Correlation + theory + well-designed experiments + confirming results = causation
Science often starts with observed correlations. But not always. Sometime the theory comes first. It's only on putting all the parts together that science can speak with confidence about causation. If we use the "corelation != causation" slogan as if it refutes all science which follows from observation of correlations, we entirely miss the point.
"with their freedom lost all virtue lose" - Milton
Science is the means by which we know what is true
Almost. Science is the way by which we find things which are false.
We don't have a state-run media we have a media-run state.
The piece is mumbo-jumbo. Yes, Bacon eschewed the "Aristotelian" search for final causes. Does that mean that Baconian science doesn't try to determine the truth? Of course not.
The history of philosophy/history of science done in this piece is clap trap. He says that Galileo used experiment, whereas Aristotle did not. And that's why Aristotle thought that "heavier objects should fall faster than light ones". Supposedly. The problem: Aristotle didn't use "abstract reasoning" to come to that incorrect conclusion. He just didn't control his variables adequately. Not controlling variables adequately can happen to the very best of experimentalists.

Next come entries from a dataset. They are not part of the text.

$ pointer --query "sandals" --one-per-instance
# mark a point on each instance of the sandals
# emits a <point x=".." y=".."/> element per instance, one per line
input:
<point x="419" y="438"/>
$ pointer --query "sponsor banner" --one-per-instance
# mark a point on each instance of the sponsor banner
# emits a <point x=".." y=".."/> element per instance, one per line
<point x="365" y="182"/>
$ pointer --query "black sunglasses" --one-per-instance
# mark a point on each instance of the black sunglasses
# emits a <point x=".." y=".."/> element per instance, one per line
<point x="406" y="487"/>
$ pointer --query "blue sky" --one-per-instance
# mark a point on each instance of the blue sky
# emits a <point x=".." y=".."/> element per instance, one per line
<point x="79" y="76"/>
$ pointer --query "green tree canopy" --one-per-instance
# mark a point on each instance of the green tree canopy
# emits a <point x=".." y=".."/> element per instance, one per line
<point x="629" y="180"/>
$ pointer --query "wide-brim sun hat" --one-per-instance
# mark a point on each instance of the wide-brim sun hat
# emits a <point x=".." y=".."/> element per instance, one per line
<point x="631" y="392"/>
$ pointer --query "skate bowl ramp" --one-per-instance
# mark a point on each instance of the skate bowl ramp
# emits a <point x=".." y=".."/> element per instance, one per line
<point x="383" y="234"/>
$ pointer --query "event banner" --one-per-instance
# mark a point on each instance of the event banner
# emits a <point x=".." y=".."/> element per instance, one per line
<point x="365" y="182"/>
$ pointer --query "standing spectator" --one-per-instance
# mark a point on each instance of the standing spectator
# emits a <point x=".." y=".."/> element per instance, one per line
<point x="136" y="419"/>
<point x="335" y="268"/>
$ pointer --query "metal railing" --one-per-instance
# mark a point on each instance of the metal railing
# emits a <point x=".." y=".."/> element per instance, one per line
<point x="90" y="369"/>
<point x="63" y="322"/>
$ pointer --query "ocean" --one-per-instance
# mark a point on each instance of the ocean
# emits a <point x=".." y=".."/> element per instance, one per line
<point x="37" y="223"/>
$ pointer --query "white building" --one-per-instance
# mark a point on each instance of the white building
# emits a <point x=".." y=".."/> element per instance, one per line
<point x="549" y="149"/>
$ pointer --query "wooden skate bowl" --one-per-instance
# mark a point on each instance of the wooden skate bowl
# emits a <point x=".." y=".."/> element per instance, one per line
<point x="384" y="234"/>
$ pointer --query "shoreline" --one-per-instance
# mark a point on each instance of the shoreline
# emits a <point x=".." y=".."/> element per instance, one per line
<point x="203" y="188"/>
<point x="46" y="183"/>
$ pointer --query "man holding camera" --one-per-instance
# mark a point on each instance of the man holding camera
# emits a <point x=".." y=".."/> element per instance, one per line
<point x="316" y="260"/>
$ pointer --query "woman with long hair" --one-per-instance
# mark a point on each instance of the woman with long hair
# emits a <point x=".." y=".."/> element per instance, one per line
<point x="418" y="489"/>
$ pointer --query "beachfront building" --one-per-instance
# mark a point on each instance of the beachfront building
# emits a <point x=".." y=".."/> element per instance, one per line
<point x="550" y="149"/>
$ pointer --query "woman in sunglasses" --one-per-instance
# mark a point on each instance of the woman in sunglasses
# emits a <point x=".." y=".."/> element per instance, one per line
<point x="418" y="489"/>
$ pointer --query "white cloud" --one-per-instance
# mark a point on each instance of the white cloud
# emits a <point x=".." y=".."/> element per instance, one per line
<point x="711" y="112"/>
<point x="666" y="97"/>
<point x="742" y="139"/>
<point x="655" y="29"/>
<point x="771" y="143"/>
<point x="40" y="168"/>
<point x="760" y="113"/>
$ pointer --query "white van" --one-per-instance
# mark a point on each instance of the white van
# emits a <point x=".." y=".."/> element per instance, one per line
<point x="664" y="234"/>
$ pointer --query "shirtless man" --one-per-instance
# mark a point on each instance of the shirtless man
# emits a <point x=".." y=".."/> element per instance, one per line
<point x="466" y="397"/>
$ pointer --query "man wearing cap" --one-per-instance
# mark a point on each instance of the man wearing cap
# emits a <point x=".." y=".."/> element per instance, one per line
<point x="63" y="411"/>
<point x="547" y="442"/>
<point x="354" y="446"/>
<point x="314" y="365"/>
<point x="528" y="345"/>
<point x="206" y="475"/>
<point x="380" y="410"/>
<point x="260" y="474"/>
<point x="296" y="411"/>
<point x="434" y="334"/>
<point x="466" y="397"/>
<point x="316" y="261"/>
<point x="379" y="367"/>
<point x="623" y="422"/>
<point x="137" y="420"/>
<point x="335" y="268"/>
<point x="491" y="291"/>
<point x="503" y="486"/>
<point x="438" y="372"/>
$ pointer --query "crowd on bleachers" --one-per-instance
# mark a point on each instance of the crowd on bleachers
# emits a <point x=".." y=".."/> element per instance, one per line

So how does this argument run? Scientific knowledge is knowledge about specific empirical propositions. Therefore, scientific knowledge is not "true" knowledge. Therefore, science is not the pursuit of capital-T Truth? That's a terrible argument. This seems like just a case of begging the question from the author where he has an unargued "definition" of what "Truth" is. Why anyone else is beholden to this definition, of course, is a mystery.
I highly doubt Bacon ever said this. Of course, there is no citation to check. I think the author has confused Bacon's model of Bensalem, where he has the houses of specialists hide their operation from others, so that the others don't come to conclusions based on partial understandings, before the work of the specialists is completed.
Who made these "definitions"? No one in sight.
Oh I see, Dawkins, a great evolutionary biologist, is a philistine. The evidence? I guess because the author disagrees with Dawkins about God. No argument is given.
It can be the perfect setting for morality plays.
much of left-wing thought is a kind of playing with fire by people who don't even know that fire is hot - George Orwell
As much as it may hurt _your_ beliefs, GP raises a point that many other "scientifically" minded people have been raising for some time. We can rarely have rational debate about numerous topics, which means that some of our "science" is really just bias. They even provide an example, which I think is a great one.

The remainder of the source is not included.